Fortunately, the Gaslight Anthem are a band that knows how to feed off that kind of energy and let it spur them forward, true to the ‘punk Springsteen’ angle of their sound and image. They leaned into the big singalong moments, stretched out the quiet breakdowns, and let the audience hold their breath before leaping back into the choruses. They played their best known singles, the title tracks from The ‘59 Sound and American Slang, back to back halfway through their set, but it didn’t feel like they’d given them up too early, since so many of their songs got just as big a reaction later on.

Frontman Brian Fallon seems to be coming into his own and finding a certain rockstar swagger, even letting a guitar tech take over on guitar for a couple songs so that he could focus on just singing, although he couldn’t resist awkwardly playing a little air guitar at one point. Fallon’s lyrics are stuffed full of allusions to 20th century Americana and quotes from his musical heroes, and at one point he even sang a few bars of Thin Lizzy’s “The Boys Are Back In Town” as an intro to a Gaslight song.

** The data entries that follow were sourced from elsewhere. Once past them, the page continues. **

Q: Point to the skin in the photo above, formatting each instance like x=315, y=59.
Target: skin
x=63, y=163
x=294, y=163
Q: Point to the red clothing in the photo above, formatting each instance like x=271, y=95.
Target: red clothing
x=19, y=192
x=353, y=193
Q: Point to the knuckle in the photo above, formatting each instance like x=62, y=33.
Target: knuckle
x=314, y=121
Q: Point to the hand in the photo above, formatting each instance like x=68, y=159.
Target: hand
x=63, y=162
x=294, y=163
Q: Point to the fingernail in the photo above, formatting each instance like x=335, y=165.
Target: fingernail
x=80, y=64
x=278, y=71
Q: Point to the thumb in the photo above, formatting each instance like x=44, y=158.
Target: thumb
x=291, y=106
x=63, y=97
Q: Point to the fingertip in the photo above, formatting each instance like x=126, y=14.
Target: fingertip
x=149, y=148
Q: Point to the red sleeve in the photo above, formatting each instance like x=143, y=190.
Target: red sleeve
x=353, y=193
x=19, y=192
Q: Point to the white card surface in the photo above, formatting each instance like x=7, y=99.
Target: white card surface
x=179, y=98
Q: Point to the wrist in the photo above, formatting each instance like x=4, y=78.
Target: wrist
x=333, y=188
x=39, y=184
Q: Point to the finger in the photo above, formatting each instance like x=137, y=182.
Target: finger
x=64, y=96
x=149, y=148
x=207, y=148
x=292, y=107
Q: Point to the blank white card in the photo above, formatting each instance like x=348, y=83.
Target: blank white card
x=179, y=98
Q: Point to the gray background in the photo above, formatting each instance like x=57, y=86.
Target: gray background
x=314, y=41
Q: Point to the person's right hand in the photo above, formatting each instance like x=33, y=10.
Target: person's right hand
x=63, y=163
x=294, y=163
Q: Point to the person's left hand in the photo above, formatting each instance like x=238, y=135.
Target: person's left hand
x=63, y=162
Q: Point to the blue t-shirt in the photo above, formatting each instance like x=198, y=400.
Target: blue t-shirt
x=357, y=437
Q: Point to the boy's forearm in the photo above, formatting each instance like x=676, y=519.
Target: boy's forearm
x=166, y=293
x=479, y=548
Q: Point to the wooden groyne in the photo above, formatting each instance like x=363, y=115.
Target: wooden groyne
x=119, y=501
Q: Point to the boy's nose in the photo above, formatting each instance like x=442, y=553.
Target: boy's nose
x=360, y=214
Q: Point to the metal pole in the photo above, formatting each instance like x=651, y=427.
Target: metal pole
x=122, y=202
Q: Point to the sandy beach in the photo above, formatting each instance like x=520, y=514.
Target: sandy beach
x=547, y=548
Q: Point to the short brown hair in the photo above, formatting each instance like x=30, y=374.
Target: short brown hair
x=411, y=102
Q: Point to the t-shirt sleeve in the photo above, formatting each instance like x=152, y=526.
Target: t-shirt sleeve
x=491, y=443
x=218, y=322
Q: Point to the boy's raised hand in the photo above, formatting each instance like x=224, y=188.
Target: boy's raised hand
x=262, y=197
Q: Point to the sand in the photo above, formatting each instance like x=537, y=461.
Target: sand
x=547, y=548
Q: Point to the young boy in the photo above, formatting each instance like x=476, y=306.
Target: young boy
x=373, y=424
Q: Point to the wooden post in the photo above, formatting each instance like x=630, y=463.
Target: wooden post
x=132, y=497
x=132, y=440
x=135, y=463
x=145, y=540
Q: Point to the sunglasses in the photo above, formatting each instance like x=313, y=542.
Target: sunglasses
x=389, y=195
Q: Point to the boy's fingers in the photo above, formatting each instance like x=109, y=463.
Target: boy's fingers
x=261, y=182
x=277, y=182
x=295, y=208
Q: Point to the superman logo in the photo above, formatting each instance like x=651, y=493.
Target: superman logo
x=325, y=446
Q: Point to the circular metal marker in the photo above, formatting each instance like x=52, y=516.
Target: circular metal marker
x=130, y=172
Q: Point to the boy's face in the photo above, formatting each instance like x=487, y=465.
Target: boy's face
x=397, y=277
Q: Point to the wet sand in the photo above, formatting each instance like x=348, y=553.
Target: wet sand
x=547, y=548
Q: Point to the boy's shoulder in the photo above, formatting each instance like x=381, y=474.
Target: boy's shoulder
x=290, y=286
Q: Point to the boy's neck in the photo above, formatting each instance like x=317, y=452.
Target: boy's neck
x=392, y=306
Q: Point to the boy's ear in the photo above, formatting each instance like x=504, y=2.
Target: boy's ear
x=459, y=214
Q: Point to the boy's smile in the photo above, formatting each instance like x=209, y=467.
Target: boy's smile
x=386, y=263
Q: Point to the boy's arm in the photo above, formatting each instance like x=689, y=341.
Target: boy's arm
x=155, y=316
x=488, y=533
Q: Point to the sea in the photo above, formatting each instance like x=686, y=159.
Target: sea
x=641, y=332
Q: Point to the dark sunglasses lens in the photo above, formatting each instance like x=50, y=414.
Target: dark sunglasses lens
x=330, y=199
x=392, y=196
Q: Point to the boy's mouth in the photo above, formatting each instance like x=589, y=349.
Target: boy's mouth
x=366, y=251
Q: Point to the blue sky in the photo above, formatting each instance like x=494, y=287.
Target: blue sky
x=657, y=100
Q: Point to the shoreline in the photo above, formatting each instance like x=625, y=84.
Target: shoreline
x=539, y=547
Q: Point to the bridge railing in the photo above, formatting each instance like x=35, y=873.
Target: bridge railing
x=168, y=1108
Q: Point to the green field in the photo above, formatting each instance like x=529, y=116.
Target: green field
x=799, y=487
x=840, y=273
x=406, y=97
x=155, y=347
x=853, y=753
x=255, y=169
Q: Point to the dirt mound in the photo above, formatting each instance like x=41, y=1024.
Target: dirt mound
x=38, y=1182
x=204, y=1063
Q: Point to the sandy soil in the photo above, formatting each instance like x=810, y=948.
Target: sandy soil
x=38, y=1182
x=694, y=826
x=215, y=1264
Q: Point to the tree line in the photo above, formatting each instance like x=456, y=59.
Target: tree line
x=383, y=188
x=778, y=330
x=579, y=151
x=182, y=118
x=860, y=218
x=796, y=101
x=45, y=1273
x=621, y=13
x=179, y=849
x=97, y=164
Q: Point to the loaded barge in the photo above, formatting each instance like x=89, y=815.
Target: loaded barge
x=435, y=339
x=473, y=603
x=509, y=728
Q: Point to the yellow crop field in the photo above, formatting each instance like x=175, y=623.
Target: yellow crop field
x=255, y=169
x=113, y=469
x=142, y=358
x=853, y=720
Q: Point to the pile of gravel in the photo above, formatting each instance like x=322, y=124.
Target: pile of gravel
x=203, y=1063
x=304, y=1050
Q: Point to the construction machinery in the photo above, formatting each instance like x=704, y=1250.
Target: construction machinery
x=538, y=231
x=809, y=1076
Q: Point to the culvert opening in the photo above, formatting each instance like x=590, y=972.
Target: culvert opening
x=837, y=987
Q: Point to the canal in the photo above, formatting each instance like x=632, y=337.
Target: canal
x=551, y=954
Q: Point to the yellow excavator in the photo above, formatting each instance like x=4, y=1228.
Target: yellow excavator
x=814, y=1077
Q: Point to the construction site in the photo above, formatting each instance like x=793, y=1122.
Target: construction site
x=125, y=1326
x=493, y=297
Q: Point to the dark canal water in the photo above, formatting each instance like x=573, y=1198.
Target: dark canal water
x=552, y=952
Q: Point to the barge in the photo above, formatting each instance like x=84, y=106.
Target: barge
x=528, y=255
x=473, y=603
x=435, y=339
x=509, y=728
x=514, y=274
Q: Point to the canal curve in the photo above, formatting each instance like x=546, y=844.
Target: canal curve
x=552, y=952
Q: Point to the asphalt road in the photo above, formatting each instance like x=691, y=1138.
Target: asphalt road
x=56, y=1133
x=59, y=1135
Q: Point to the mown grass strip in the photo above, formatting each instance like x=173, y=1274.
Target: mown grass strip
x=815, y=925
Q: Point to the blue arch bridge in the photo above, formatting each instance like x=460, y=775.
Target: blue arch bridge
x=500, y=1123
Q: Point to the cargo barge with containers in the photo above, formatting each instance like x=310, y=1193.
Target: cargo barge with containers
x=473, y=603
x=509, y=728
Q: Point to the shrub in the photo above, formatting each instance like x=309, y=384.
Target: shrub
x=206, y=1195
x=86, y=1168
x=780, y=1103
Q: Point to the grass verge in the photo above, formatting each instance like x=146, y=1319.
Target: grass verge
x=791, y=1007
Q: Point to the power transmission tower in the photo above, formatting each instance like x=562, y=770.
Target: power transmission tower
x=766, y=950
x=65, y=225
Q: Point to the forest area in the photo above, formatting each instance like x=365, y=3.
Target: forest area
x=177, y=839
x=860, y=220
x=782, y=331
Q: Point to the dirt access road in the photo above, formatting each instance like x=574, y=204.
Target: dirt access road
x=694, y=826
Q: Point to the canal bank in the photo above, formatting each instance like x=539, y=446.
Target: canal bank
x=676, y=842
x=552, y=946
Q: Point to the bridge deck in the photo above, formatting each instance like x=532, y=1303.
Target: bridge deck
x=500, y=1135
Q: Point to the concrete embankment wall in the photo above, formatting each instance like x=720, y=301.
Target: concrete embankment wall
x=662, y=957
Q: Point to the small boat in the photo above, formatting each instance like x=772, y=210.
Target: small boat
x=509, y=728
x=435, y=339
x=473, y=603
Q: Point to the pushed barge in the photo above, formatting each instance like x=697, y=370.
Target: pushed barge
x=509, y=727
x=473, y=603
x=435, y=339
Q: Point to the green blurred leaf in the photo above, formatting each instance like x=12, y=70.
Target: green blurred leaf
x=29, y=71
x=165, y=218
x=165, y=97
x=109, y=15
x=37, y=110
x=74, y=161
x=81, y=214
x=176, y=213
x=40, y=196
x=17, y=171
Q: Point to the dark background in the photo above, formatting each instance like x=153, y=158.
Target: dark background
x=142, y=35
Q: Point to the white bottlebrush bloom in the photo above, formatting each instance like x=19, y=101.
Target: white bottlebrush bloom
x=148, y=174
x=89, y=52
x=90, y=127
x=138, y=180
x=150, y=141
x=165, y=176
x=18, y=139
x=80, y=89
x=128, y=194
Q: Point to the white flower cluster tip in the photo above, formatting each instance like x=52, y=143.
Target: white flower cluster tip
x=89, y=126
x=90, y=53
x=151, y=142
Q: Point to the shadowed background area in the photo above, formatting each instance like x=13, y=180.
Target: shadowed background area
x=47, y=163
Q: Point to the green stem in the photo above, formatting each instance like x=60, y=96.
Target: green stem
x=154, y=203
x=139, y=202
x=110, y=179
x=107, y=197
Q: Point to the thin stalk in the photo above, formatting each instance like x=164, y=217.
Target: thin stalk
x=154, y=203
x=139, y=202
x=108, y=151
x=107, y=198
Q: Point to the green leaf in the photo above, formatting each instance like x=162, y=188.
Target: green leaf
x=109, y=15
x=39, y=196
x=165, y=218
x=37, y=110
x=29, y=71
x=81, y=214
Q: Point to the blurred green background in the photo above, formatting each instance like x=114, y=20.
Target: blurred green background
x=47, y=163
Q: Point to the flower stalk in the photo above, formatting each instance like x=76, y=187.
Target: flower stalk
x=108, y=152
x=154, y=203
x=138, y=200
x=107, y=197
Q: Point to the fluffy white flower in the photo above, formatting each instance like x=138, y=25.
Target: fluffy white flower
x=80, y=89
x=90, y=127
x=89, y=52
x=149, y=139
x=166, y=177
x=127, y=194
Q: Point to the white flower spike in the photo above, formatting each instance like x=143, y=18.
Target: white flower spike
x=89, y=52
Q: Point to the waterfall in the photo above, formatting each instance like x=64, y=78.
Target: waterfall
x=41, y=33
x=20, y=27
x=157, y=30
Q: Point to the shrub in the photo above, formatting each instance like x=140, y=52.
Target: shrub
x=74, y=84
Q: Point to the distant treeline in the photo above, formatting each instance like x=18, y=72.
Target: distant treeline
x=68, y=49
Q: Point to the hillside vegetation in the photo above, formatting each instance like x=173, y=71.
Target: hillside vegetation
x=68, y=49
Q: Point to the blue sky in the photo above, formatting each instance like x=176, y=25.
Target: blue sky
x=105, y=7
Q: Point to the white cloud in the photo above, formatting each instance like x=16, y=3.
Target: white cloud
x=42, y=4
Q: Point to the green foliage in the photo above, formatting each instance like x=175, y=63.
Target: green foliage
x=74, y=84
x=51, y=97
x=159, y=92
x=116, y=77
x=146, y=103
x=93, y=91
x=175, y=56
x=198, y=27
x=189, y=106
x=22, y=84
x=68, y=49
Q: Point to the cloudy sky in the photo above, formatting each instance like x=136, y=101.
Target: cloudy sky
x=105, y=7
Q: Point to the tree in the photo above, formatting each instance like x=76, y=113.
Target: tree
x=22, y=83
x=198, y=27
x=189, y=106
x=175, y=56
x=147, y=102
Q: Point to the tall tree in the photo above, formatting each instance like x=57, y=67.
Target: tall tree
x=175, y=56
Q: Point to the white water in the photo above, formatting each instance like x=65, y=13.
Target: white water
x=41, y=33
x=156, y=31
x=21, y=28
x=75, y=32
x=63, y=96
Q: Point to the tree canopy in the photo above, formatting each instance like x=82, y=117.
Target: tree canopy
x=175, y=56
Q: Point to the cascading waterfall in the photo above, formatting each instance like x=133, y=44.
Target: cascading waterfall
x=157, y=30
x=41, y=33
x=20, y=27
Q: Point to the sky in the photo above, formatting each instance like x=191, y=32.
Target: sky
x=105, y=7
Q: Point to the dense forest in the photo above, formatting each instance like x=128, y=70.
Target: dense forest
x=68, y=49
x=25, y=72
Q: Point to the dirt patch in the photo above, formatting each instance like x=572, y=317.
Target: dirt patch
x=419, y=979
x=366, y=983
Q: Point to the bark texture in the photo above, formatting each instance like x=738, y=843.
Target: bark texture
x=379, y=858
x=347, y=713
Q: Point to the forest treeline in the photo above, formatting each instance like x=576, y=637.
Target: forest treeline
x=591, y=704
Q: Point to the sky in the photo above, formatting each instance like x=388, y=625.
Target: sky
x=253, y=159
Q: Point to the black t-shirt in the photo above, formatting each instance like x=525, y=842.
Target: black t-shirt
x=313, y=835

Although they frequently spotlighted songs from American Slang and their 2007 debut Sink Or Swim, the band clearly knew that The ‘59 Sound was the album that gained them most of their fans, and played nearly every song off it over the course of the evening. And when they returned for an encore, they ended it with the same 1-2 punch as that album, “Here’s Looking At You, Kid” and “The Backseat.” The Gaslight Anthem are kind of a one-dimensional band; all their songs mine the same kind of nostalgic imagery, and the closing pair of songs demonstrated their two dominant musical modes: midtempo and wistful, or driving and anthemic. That schtick might get old at some point and the shows might get less thrilling than the one that night, but it seems like the fanbase they’re building right now will be ready to go sing and clap along with them for years and years.